The modified evolutionary algorithm demonstrated its capability to converge to optimal phase durations, which minimizes the average queue lengths at the intersection. The algorithm's use of tournament selection, elitism, mutation, and crossover allowed it to effectively explore the solution space. Comparison with combinatorial search results confirmed the correctness of the evolutionary algorithm's findings, showing a divergence of less than 2%.
The modeling results indicated that the optimal durations for the first and third phases are 25 and 10 seconds, respectively.
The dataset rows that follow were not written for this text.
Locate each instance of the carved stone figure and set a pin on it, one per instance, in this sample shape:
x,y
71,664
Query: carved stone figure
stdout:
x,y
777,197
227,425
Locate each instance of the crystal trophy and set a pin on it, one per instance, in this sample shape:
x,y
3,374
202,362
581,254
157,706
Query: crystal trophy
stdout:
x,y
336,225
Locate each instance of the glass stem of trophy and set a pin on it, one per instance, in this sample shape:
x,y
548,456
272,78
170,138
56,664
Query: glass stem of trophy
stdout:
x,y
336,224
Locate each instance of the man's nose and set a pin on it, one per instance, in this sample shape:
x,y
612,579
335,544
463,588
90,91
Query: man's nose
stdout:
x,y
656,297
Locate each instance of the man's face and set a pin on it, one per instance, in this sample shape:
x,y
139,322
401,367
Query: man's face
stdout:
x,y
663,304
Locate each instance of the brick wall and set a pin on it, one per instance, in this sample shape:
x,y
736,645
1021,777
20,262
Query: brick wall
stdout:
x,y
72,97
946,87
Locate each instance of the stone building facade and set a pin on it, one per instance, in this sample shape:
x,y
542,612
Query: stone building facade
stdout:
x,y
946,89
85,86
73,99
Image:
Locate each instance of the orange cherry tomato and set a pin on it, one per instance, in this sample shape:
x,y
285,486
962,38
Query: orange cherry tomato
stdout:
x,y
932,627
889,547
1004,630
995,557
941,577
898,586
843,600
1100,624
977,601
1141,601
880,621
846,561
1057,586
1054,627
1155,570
With these settings, the maximum average number of waiting cars at any direction is approximately 0.91 cars, which is the lowest recorded among all the tested combinations.
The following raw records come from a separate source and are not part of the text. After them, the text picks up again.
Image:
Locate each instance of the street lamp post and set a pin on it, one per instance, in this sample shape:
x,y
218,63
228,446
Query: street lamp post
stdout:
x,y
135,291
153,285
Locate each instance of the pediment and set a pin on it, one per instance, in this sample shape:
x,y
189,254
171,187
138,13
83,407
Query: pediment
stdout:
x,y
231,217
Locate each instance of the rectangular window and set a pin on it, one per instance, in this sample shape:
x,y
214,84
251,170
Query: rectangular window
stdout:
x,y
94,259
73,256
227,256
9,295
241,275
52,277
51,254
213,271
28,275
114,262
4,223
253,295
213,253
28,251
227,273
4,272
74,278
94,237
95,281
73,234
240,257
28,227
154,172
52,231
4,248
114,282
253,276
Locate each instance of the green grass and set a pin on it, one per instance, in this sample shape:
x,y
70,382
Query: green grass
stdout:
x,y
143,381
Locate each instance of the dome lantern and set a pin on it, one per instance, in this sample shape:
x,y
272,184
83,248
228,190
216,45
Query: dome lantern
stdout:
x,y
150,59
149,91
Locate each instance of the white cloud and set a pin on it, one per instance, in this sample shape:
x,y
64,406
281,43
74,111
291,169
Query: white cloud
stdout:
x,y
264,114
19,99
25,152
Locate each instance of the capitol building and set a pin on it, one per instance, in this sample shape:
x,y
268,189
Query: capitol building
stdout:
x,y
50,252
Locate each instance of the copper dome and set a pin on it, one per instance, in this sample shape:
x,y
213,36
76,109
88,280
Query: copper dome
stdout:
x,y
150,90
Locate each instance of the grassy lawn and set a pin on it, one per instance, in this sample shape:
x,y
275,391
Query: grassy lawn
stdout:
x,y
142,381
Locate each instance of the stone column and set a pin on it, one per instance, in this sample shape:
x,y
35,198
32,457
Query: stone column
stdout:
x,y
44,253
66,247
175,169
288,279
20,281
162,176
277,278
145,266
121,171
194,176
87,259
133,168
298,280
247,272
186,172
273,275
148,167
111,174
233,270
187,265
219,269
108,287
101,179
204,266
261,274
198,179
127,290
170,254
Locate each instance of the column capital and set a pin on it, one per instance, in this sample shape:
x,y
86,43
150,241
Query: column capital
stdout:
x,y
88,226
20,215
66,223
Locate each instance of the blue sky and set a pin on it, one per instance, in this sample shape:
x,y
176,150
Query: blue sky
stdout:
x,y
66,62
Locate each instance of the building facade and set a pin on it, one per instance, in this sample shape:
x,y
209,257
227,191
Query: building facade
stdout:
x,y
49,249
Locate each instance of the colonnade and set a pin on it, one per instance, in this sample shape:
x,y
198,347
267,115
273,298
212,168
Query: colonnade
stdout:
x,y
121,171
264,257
The optimized parameters enable the traffic lights to operate more efficiently, reducing the average queues at the intersection by 40-50% compared to the initial (20 and 30 seconds) settings and reducing the delay for vehicles.
Analysis of the model's stability at the optimal phase durations showed that the simulation model is stable, with the queue lengths at each direction not deviating more than 10% from their steady-state values, which indicates the efficiency of the optimized parameters.
The simulation results showed the advantage of an optimized traffic light system over imbalanced configurations. A non-optimized system doesn't guarantee minimized delay, with a 30-40% increase in queue lengths for directions with shorter green times, compared to directions with longer green times. Adaptive traffic management systems, while potentially more effective, are more computationally intensive and complex to implement.
The project is licensed under the CC BY-NC 4.0 License.